Remark. It should be pointed out that a projector projects the space onto a subspace. In the Figure Projector the hyperplane \(S_1\) is a subspace since it passes through origin.

(Proposition.) The eigenvalues of the projector is either 0 or 1.

Proof: Suppose \(P\) is a projector and let \(\lambda\) be its eigenvalue and \(v\) be the corresponding eigenvector then

\[\begin{array}{lll} P v &= \lambda v &\Rightarrow P^2 v &= \lambda P v \Rightarrow\\ P v &= \lambda^2 v &\Rightarrow \lambda v &= \lambda^2 v \end{array}\]
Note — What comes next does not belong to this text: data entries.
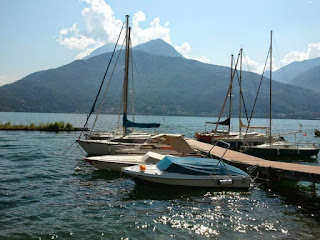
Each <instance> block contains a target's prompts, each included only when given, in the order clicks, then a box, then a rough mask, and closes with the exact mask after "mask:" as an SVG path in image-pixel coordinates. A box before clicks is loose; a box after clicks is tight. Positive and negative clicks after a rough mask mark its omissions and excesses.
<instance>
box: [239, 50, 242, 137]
mask: <svg viewBox="0 0 320 240" xmlns="http://www.w3.org/2000/svg"><path fill="white" fill-rule="evenodd" d="M240 55H241V56H240V80H239V134H240V135H241V93H242V89H241V84H242V48H241V49H240Z"/></svg>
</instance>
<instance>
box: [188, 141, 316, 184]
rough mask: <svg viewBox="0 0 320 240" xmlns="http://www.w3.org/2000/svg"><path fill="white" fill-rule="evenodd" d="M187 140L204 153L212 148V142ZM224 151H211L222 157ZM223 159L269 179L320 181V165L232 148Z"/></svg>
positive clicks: (270, 179)
mask: <svg viewBox="0 0 320 240" xmlns="http://www.w3.org/2000/svg"><path fill="white" fill-rule="evenodd" d="M186 141H187V142H188V143H189V145H190V146H191V147H192V148H194V149H197V150H199V151H201V152H203V153H208V152H209V151H210V149H211V148H212V145H211V144H208V143H203V142H199V141H197V140H193V139H186ZM224 152H225V148H221V147H217V146H215V147H214V148H213V149H212V150H211V152H210V153H211V154H212V155H213V156H215V157H218V158H220V157H221V156H222V155H223V153H224ZM223 159H224V160H225V162H226V163H228V164H230V165H233V166H236V167H239V168H241V169H243V170H245V171H246V172H248V173H249V174H250V175H251V176H260V177H263V178H266V179H269V180H280V179H288V180H296V181H307V182H312V183H320V166H311V165H304V164H296V163H286V162H277V161H269V160H264V159H262V158H258V157H254V156H250V155H247V154H244V153H241V152H236V151H232V150H228V151H227V152H226V154H225V155H224V157H223Z"/></svg>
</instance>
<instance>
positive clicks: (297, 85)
mask: <svg viewBox="0 0 320 240" xmlns="http://www.w3.org/2000/svg"><path fill="white" fill-rule="evenodd" d="M291 83H292V84H293V85H296V86H300V87H303V88H308V89H312V90H314V91H318V92H320V66H317V67H313V68H311V69H309V70H307V71H304V72H302V73H300V74H299V75H298V76H297V77H295V78H294V79H293V80H292V82H291Z"/></svg>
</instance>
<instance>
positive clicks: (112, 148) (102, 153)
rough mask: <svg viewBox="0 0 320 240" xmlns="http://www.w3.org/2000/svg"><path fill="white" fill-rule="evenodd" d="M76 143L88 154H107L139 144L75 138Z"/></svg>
mask: <svg viewBox="0 0 320 240" xmlns="http://www.w3.org/2000/svg"><path fill="white" fill-rule="evenodd" d="M77 143H78V144H79V145H80V146H81V147H82V149H83V150H85V151H86V152H87V153H88V154H89V155H109V154H115V153H116V152H117V151H120V150H122V149H124V148H131V147H135V146H138V145H140V144H129V143H116V142H110V141H103V140H77Z"/></svg>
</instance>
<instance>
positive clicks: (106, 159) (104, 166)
mask: <svg viewBox="0 0 320 240" xmlns="http://www.w3.org/2000/svg"><path fill="white" fill-rule="evenodd" d="M164 156H165V155H162V154H157V153H154V152H148V153H147V154H145V155H140V156H139V155H108V156H97V157H86V158H84V160H86V161H87V162H89V163H90V164H91V165H92V166H94V167H95V168H97V169H99V170H112V171H118V172H120V171H121V168H123V167H129V166H133V165H137V164H146V163H149V164H150V163H152V164H156V163H157V162H158V161H160V160H161V159H162V158H164Z"/></svg>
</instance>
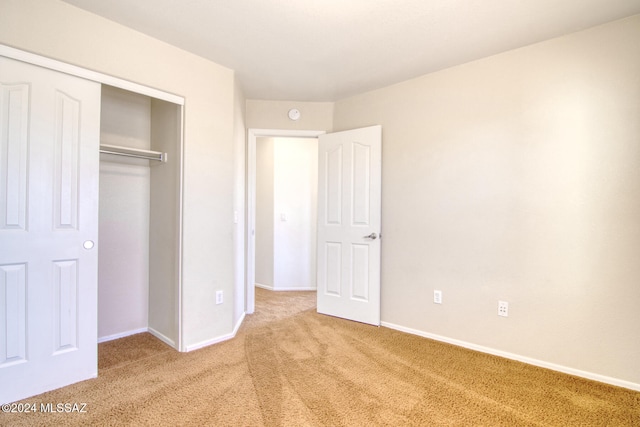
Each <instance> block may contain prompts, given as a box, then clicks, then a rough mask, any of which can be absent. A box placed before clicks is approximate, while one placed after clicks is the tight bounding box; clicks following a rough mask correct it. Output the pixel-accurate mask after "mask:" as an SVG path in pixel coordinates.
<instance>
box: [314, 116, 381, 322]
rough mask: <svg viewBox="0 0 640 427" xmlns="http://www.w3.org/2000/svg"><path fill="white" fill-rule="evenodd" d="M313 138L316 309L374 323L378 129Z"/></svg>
mask: <svg viewBox="0 0 640 427" xmlns="http://www.w3.org/2000/svg"><path fill="white" fill-rule="evenodd" d="M318 142H319V143H318V162H319V164H318V251H317V257H318V265H317V269H318V312H319V313H322V314H328V315H331V316H337V317H342V318H344V319H349V320H355V321H358V322H363V323H369V324H372V325H376V326H377V325H380V226H381V187H382V184H381V177H382V156H381V153H382V128H381V126H372V127H367V128H362V129H354V130H349V131H345V132H336V133H332V134H326V135H320V136H319V138H318Z"/></svg>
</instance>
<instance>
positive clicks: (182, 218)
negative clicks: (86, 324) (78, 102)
mask: <svg viewBox="0 0 640 427" xmlns="http://www.w3.org/2000/svg"><path fill="white" fill-rule="evenodd" d="M0 56H4V57H7V58H11V59H15V60H18V61H22V62H25V63H27V64H31V65H36V66H39V67H43V68H47V69H49V70H54V71H59V72H62V73H65V74H69V75H72V76H75V77H80V78H83V79H86V80H91V81H94V82H96V83H100V84H105V85H109V86H113V87H117V88H119V89H124V90H127V91H129V92H134V93H137V94H141V95H146V96H149V97H151V98H156V99H160V100H162V101H167V102H170V103H172V104H176V105H178V106H180V128H179V138H178V141H177V142H178V151H179V152H180V164H179V165H178V169H179V172H178V177H179V183H178V200H179V206H178V218H177V221H178V236H177V248H176V249H177V252H178V259H177V277H176V279H177V283H176V289H175V292H176V317H177V319H176V320H177V322H178V325H177V326H178V327H177V331H176V332H177V337H176V338H177V340H176V346H177V350H178V351H186V346H185V344H184V343H183V336H184V334H183V330H182V328H183V322H182V315H183V310H182V238H183V225H182V220H183V209H184V189H183V182H184V114H185V112H184V110H185V108H184V106H185V98H184V97H183V96H180V95H176V94H173V93H169V92H165V91H163V90H160V89H156V88H152V87H149V86H145V85H141V84H139V83H134V82H131V81H128V80H124V79H121V78H119V77H114V76H110V75H108V74H104V73H100V72H97V71H92V70H89V69H86V68H82V67H78V66H76V65H71V64H68V63H66V62H62V61H58V60H56V59H52V58H49V57H46V56H42V55H38V54H34V53H31V52H27V51H24V50H20V49H16V48H14V47H11V46H7V45H5V44H1V43H0ZM96 345H97V341H96Z"/></svg>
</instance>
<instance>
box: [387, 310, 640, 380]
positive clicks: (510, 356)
mask: <svg viewBox="0 0 640 427" xmlns="http://www.w3.org/2000/svg"><path fill="white" fill-rule="evenodd" d="M380 324H381V326H385V327H387V328H390V329H395V330H397V331H401V332H406V333H408V334H412V335H418V336H420V337H423V338H429V339H432V340H435V341H440V342H445V343H447V344H453V345H456V346H458V347H464V348H468V349H470V350H475V351H479V352H482V353H487V354H492V355H494V356H500V357H504V358H506V359H511V360H517V361H518V362H523V363H527V364H529V365H534V366H538V367H541V368H546V369H551V370H552V371H557V372H562V373H564V374H569V375H574V376H576V377H582V378H586V379H589V380H593V381H598V382H601V383H605V384H610V385H614V386H618V387H623V388H628V389H630V390H635V391H640V384H636V383H632V382H630V381H625V380H621V379H618V378H612V377H608V376H605V375H600V374H594V373H592V372H587V371H582V370H580V369H574V368H569V367H567V366H562V365H557V364H555V363H550V362H545V361H542V360H538V359H533V358H531V357H526V356H520V355H518V354H514V353H509V352H506V351H501V350H496V349H493V348H490V347H485V346H482V345H477V344H473V343H469V342H466V341H461V340H457V339H453V338H448V337H444V336H442V335H436V334H432V333H429V332H424V331H420V330H417V329H412V328H407V327H405V326H400V325H396V324H393V323H389V322H381V323H380Z"/></svg>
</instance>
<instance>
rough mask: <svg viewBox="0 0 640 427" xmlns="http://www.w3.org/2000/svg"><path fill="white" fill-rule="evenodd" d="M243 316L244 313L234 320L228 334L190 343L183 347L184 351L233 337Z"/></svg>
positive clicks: (192, 349)
mask: <svg viewBox="0 0 640 427" xmlns="http://www.w3.org/2000/svg"><path fill="white" fill-rule="evenodd" d="M244 317H245V313H242V316H240V318H239V319H238V321H237V322H236V324H235V326H234V328H233V331H232V332H231V333H230V334H226V335H222V336H219V337H216V338H212V339H210V340H205V341H201V342H199V343H196V344H192V345H188V346H186V347H185V350H184V351H185V352H189V351H194V350H198V349H201V348H204V347H208V346H210V345H213V344H218V343H220V342H223V341H227V340H230V339H232V338H235V336H236V334H237V333H238V330H239V329H240V326H242V322H243V321H244Z"/></svg>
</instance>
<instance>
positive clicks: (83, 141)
mask: <svg viewBox="0 0 640 427" xmlns="http://www.w3.org/2000/svg"><path fill="white" fill-rule="evenodd" d="M99 135H100V85H99V84H98V83H95V82H90V81H87V80H83V79H80V78H77V77H72V76H69V75H66V74H63V73H59V72H55V71H51V70H47V69H44V68H40V67H37V66H33V65H29V64H25V63H22V62H19V61H14V60H11V59H8V58H4V57H0V384H1V385H2V386H1V387H0V403H7V402H12V401H15V400H19V399H23V398H25V397H28V396H32V395H35V394H38V393H41V392H44V391H47V390H52V389H55V388H58V387H62V386H65V385H68V384H71V383H74V382H77V381H81V380H84V379H88V378H92V377H95V376H97V267H98V263H97V261H98V256H97V255H98V252H97V238H98V221H97V219H98V176H99V175H98V173H99V157H98V156H99V153H98V146H99Z"/></svg>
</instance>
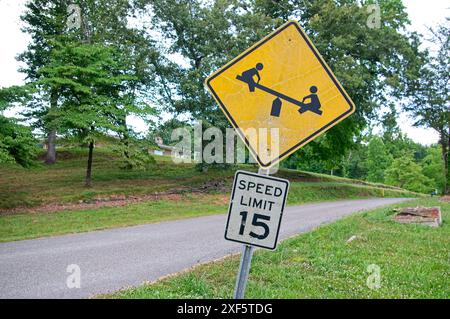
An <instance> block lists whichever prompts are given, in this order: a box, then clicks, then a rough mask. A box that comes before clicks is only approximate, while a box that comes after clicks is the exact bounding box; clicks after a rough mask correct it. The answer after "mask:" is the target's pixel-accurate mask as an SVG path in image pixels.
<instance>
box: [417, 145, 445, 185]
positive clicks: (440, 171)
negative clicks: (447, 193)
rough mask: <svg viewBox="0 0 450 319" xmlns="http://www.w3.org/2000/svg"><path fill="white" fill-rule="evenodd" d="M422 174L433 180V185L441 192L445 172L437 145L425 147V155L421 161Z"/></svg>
mask: <svg viewBox="0 0 450 319" xmlns="http://www.w3.org/2000/svg"><path fill="white" fill-rule="evenodd" d="M422 167H423V174H424V175H425V176H426V177H428V178H430V179H431V180H433V181H434V185H435V186H434V187H435V188H437V189H438V190H439V191H440V192H441V193H442V192H443V191H444V186H445V174H444V163H443V161H442V154H441V150H440V149H439V147H437V146H433V147H430V148H428V149H427V155H426V156H425V158H424V159H423V161H422Z"/></svg>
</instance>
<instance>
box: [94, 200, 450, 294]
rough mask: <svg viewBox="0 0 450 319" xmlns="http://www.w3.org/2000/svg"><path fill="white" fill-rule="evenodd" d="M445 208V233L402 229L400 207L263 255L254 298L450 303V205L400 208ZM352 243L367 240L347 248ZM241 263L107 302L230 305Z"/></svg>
mask: <svg viewBox="0 0 450 319" xmlns="http://www.w3.org/2000/svg"><path fill="white" fill-rule="evenodd" d="M415 205H426V206H441V208H442V212H443V220H444V224H443V226H442V227H440V228H429V227H427V226H420V225H405V224H397V223H395V222H393V221H392V219H391V218H392V215H393V211H392V207H389V208H380V209H376V210H374V211H371V212H365V213H361V214H357V215H353V216H350V217H347V218H344V219H342V220H340V221H338V222H336V223H333V224H329V225H326V226H322V227H320V228H319V229H317V230H315V231H312V232H309V233H305V234H302V235H299V236H296V237H294V238H292V239H289V240H286V241H285V242H283V243H281V244H280V245H279V247H278V248H277V250H276V251H275V252H272V251H263V250H258V251H256V252H255V255H254V257H253V262H252V268H251V273H250V278H249V282H248V285H247V292H246V297H247V298H450V260H449V247H450V224H449V218H450V204H449V203H445V204H444V203H439V202H437V200H435V199H420V200H416V201H414V202H408V203H402V204H398V205H395V207H399V206H415ZM352 235H357V236H358V238H359V239H357V240H355V241H352V242H351V243H346V241H347V239H348V238H350V237H351V236H352ZM371 264H375V265H378V266H379V267H380V275H381V282H380V283H381V287H380V288H379V289H369V288H368V286H367V284H366V281H367V278H368V276H369V275H370V273H369V272H368V271H367V268H368V266H369V265H371ZM238 266H239V257H238V256H233V257H229V258H227V259H225V260H223V261H220V262H215V263H209V264H205V265H201V266H198V267H196V268H195V269H194V270H192V271H189V272H187V273H182V274H179V275H176V276H173V277H169V278H166V279H164V280H162V281H159V282H157V283H155V284H147V285H143V286H140V287H137V288H132V289H128V290H123V291H119V292H117V293H114V294H111V295H107V296H101V297H105V298H230V297H232V293H233V288H234V282H235V277H236V273H237V270H238Z"/></svg>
If \(v \ne 0\) then \(\lambda = 0\) or \(\lambda = 1\). □

Figure Orthogonal Projector

(Orthogonal Projector.) An orthogonal projector projects the space onto a subspace \(S_1\) along a subspace \(S_2\), where \(S_1\) and \(S_2\) are orthogonal. Any projector that is hermitian is orthogonal projector.

\[v_2 = v - P v = (I - P) v \in \mathrm{range}(I - P) = \mathrm{null}(P) = S_2.\]

For \(v_2 \in S_2\), \(P v_2 = 0\) since \(S_2 = \mathrm{null}(P)\).

Figure Reflector

(Proposition.) If \(P\) is an orthogonal projector, \(I - 2P\) is a unitary matrix.

Proof: It is easy to verify \((I - 2P)(I - 2P)^* = I\). □

As the Figure Reflector shown \((I - 2P)v = (I - P)v - Pv = v_2 - v_1\), that is, \(I - 2P\) is a reflector. It is used to construct reflector in Householder QR Factorization.